DistOS 2015W Session 9

Anderson et al., "SETI@home: An Experiment in Public-Resource Computing" (CACM 2002) (DOI) (Proxy)
Anderson, "BOINC: A System for Public-Resource Computing and Storage" (Grid Computing 2004) (DOI) (Proxy)
Dean & Ghemawat, "MapReduce: Simplified Data Processing on Large Clusters" (OSDI 2004)
Murray et al., "Naiad: a timely dataflow system" (SOSP 2013)

Session 9 is about processing large volumes of data (big data).

BOINC and SETI@home are crowdsourced systems that spread the input data across computers via the internet to have each chunk individually processed and returned back to the sender.

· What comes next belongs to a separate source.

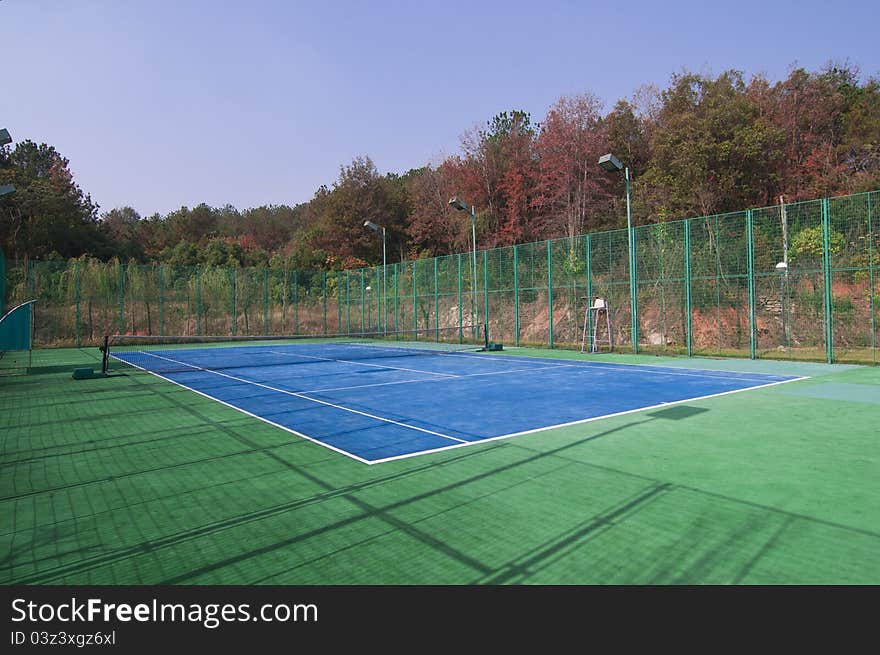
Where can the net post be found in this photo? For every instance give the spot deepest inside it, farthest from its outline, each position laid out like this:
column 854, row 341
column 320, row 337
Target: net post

MapReduce and Naiad are more technically challenging systems that not only let nodes process individual chunks of data but also combine and fold them together to allow algorithms to process various aggregate results from the input data set.

BOINC

Public Resource Computing Platform
Gives scientists the ability to use large amounts of computation resources.
The clients do not connect directly with each other but instead they talk to a central server located at Berkley
The goals of Boinc are:

1) reduce the barriers of entry
2) Share resources among autonomous projects
3) Support diverse applications
4) Reward participants.
5) Provide screensaver graphics

It can run as applications in common language with no modifications
A BOINC application can be identified by a single master URL, which serves as the homepage as well as the directory of the servers.
Servers perform set of function using:
- Scheduling servers: handles Remote Procedure Call from clients
- Data servers:helps to manage the uploads

Can only work on data that can be split into many small shards and each shard processed entirely independently. Pure mappings on big data, no larger folding capabilities. Was used for scientific purposes mostly.

SETI@Home

Uses public resource computing to analyze radio signals to find extraterrestrial intelligence
Need good quality telescope to search for radio signals, and lots of computational power, which was unavailable locally
It has not yet found extraterrestrial intelligence, but its has established credibility of public resource computing projects
Originally custom, now uses BOINC as a backbone for the project
Uses relational database to store information on a large scale, further it uses a multi-threaded server to distribute work to clients
Quality of data in this architecture is untrustworthy, the main incentive to use it, however, is that it is a cheap and easy way of scaling the work exponentially.
Provided social incentives to encourage users to join the system.
This computation model still exists but not in the legitimate world.
Formed a good concept of public resource computing and a distributed computing by providing a platform independent framework

MapReduce

A programming model presented by Google to do large scale parallel computations
Uses the Map() and Reduce() functions from functional style programming languages

Map (Filtering)

Takes a function and applies it to a bunch of keys to produce values

Hides parallelization, fault tolerance, locality optimization and load balancing

Reduce (Summary)

Accumulates results from the data set using a given function

Very easy to use and understand, with many classic problems fitting this pattern
Otherwise quite constrained in what exactly can be done
Uses hashing to distribute similar keys to similar machines, but otherwise spread the load

Naiad

A programming model similar to MapReduce but with streaming capabilities so that data results are almost instantaneous
A distributed system for executing data parallel cyclic dataflow programs offering high throughput and low latency
Aims to provide a general purpose system which will fulfill the requirements and the will also support wide variety of high level programming models.
Highly used for parallel execution of data
Provides the functionality of checkpoint and restoring
A complex framework that can be the backend for simpler models of computation like LINQ or MapReduce to be built on top of.
Real Time Applications:

Batch iterative Machine Learning:

VW, an open source distributed machine learning performs iteration in 3 phases: each process updates local state; processes independently training on local data; and process jointly performed global average which is All Reduce.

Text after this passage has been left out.